Emblema del capitalismo mordi e fuggi, la Fca di Marchionne, Fas in terra di Balcani, ha deciso di sbarazzarsi di parte non piccola di lavoratori dello stabilimento serbo. A Melfi, Termoli, Atessa i lavoratori e le lavoratrici sperimentano la durezza del superlavoro imposto a colpi di straordinari e 20 turni, mentre a Mirafiori larga parte di lavoratori è a riposo forzato e l’incertezza domina sugli altri stabilimenti. Tutti i lavoratori Fca, sebbene in misura diversa, sperimentano quindi la volubilità del capitalismo targato Marchionne.
Il passaggio da turni massacranti al riposo forzato o al licenziamento è molto spesso repentino. Lo devono aver capito bene gli operai serbi, fino a pochi mesi addietro impegnati a lottare per modificare i turni di lavoro e aumentare i salari, che hanno scoperto che il sindacato sta trattando con la direzione aziendale FAS ( Fiat Automobili Serbia) dello stabilimento di Kragujevac la possibilità di giungere ad un accordo per l’uscita “volontaria”di centinaia di operai. FAS ha deciso di togliere il terzo turno a causa di un calo delle vendite della 500L.

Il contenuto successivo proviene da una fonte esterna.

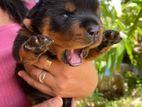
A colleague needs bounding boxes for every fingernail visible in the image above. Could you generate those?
[18,71,23,77]
[56,96,63,105]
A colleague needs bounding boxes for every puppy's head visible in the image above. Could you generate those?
[24,0,102,66]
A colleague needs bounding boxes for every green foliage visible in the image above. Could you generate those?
[96,0,142,76]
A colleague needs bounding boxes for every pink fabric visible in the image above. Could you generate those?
[0,0,35,107]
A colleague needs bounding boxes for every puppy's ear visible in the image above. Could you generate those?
[23,18,33,32]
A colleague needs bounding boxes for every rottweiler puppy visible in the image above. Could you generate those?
[13,0,120,107]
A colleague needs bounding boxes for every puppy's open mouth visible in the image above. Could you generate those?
[63,48,87,66]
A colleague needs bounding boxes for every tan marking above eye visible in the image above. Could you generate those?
[65,2,76,12]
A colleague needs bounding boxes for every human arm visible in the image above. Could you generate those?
[19,61,98,98]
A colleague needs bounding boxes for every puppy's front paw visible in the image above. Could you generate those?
[24,35,53,55]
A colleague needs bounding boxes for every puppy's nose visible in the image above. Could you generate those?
[87,25,99,36]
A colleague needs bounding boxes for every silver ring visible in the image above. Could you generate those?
[38,71,46,83]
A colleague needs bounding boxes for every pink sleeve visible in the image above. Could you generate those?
[25,0,36,9]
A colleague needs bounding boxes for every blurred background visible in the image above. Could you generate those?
[78,0,142,107]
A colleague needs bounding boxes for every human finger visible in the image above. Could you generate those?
[25,66,56,89]
[32,97,63,107]
[18,71,54,96]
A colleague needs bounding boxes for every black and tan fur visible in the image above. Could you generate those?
[13,0,120,107]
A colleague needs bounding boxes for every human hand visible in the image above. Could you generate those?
[19,61,98,98]
[32,97,63,107]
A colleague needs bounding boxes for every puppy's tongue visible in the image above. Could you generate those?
[66,49,82,66]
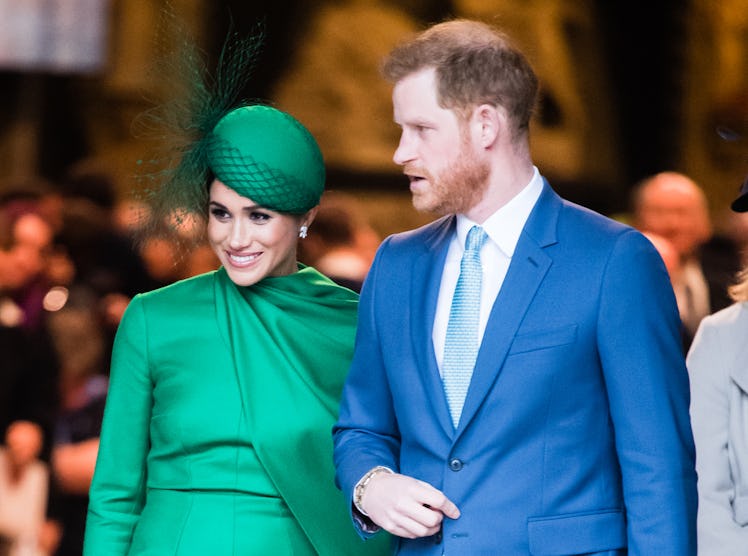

Sarebbero pertanto circa 900 i lavoratori a rischio sui 3100 impiegati nello stabilimento inaugurato in pompa magna nell’aprile del 2012 di cui Fca detiene il 67% e il restante 33% è nelle mani dello stato serbo. Marchionne all’epoca addebitò la responsabilità della scelta dell’investimento nei Balcani, e non a Mirafiori, alla scarsa serietà dei sindacati italiani. Serietà, per Marchionne, è sinonimo di complicità e resa senza condizioni al volere dell’impresa e del mercato. Non era più sufficiente il modello Pomigliano conquistato nel 2010, in cui complicità e resa sindacale non mancavano di certo, bisognava rendere salari, orari e carichi di lavoro variabili totalmente dipendenti del prodotto specifico e della competitività globale.
Tuttavia, più che la disponibilità sindacale e l’accondiscendenza dei governi italiani, di cui non può lamentarsi, sono state certamente le enormi risorse pubbliche stanziate dal governo serbo e i bassi salari ad aver convinto l’Ad Fca a portare la monovolume in Serbia compiendo l’ennesima violenta divisione in due aziende, esattamente come a Pomigliano, dei lavoratori ereditati dalla Zastava, fabbrica statale di automobili della ex Jugoslavia distrutta dai bombardamenti “umanitari” nel 1999.
Non è chiara l’entità definitiva dell’incentivo pubblico concesso a Fca ma pare sia stata tale da coprire per qualche anno l’insieme delle retribuzioni dello stabilimento. I profitti si incassano in moneta sonante mentre gli impegni sociali sono sempre più effimeri, precari. Una ulteriore conferma, se ce ne fosse bisogno, del fatto che gli investimenti pubblici a sostegno dei profitti privati generano solo speculazione e saccheggio del territorio e non occupazione stabile e benessere.
Negli ultimi quattro anni la Fca ha potuto sfruttare appieno una ripresa generalizzata delle vendite dell’auto dopo il costante declino degli anni precedenti, ciò ha solamente rinviato la ristrutturazione del settore chiesta a gran voce all’Europa dei costruttori di auto da Marchionne. Per noi si tratta invece di costruire resistenza, di lanciare la vertenza generale contro il modello imposto nel 2010 rimettendo al centro la fatica umana, la condizione concreta del lavoro negli stabilimenti. Con la consapevolezza che quanto accade nell’azienda metalmeccanica più grande d’italia parla ancora, nel bene e nel male, all’insieme del mondo del lavoro.